Gun Control and the Legacies of War

Sunday, January 5, 2020: 4:10 PM
Gramercy West (New York Hilton)
Clayton Howard, Ohio State University
In the late twentieth century, the United States witnessed shocking levels of gun violence. Since 1990, for example, approximately 30,000 people have died from gun-related injuries in this country every year. Yet the U.S. has also some of the loosest restrictions on firearms in the industrialized world. In recent years, activists have called for greater gun control after numerous well-publicized shootings, such as the mass murders in New Town, CT in 2013 and at the Pulse Night Club in Orlando, FL in 2016. However, their protests have long-running antecedents in a movement that began in the late 1960s and early 1970s. In this era, concerns about issues such as political assassinations, street crime, domestic violence, and urban rioting inspired millions of Americans to push the government to restrict firearms.

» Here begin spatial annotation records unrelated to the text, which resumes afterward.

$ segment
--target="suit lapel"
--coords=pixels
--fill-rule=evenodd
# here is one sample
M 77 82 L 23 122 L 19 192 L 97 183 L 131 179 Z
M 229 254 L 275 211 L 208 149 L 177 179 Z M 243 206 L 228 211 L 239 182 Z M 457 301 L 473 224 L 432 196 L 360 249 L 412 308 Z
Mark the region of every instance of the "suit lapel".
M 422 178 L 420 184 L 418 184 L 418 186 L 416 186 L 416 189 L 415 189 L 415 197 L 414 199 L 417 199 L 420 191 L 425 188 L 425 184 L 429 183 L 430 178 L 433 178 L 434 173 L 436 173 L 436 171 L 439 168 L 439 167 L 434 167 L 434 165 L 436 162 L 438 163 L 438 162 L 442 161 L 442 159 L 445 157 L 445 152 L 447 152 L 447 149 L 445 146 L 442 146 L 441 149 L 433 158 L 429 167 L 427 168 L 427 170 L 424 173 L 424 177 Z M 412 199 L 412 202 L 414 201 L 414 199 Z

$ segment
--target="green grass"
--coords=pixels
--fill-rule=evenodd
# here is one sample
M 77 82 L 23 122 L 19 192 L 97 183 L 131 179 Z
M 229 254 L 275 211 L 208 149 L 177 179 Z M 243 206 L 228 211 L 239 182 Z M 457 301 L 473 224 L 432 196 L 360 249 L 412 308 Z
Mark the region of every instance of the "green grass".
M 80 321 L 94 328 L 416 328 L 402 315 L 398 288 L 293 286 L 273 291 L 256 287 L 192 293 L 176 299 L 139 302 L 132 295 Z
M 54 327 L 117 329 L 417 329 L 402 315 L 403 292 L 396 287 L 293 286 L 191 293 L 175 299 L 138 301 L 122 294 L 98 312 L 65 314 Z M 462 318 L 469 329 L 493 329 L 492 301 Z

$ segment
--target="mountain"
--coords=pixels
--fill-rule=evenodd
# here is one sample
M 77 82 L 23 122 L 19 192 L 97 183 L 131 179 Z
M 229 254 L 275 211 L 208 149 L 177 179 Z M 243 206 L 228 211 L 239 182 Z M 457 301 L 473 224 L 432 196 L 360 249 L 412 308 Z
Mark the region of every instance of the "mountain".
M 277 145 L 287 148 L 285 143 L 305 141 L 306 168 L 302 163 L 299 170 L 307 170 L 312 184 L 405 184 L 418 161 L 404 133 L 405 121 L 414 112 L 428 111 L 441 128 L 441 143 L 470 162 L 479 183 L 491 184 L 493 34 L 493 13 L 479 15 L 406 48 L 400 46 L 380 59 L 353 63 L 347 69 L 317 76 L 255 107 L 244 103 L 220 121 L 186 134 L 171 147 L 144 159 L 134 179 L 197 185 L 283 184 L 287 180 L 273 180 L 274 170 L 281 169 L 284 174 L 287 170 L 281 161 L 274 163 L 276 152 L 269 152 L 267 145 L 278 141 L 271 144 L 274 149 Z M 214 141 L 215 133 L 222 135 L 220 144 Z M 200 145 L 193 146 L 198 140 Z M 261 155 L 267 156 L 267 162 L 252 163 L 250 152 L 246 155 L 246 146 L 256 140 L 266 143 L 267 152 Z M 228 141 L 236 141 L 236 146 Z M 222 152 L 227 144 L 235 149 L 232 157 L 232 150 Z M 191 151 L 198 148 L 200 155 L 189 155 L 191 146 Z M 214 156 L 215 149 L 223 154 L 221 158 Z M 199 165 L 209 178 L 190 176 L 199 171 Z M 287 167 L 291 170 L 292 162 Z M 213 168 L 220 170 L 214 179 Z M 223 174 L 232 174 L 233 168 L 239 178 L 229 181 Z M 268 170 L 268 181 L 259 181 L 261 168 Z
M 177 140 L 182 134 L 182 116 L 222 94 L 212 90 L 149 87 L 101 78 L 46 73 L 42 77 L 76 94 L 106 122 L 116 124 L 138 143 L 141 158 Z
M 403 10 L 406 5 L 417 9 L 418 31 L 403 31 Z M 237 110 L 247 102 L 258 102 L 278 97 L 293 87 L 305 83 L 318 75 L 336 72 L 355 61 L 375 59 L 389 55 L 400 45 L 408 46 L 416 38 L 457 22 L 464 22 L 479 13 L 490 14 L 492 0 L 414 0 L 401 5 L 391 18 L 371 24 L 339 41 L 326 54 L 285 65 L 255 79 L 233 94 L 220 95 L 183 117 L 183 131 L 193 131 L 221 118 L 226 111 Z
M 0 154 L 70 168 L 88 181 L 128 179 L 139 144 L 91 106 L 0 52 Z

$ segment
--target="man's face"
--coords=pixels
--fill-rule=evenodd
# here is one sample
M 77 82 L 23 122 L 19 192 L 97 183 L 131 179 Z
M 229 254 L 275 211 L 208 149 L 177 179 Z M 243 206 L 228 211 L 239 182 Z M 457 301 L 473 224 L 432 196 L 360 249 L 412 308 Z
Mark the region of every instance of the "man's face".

This paper looks at debates about crime in this earlier period to understand some of the limits of the modern gun control movement. In the 1960s and 1970s, conservative groups organized to block many federal and state-level laws that restricted firearms. However, the gun control movement also had important internal divisions that limited its political effectiveness. During the War on Crime, some civil rights activists linked gun violence with declining schools, housing segregation, and police brutality. Many conservative whites, meanwhile, wanted law enforcement to control what they saw as black criminality. While some feminists wanted to limit guns to promote women’s right to travel outside the home, many mothers used the moral authority of the home to try to keep guns out of children’s hands.

These groups all wanted to use the law to reduce the threat of firearms, but differences in their race, gender, class, and ideology fragmented their alliance. While conservative opposition undeniably kept gun laws weak, divisions among gun control activists also hurt their cause.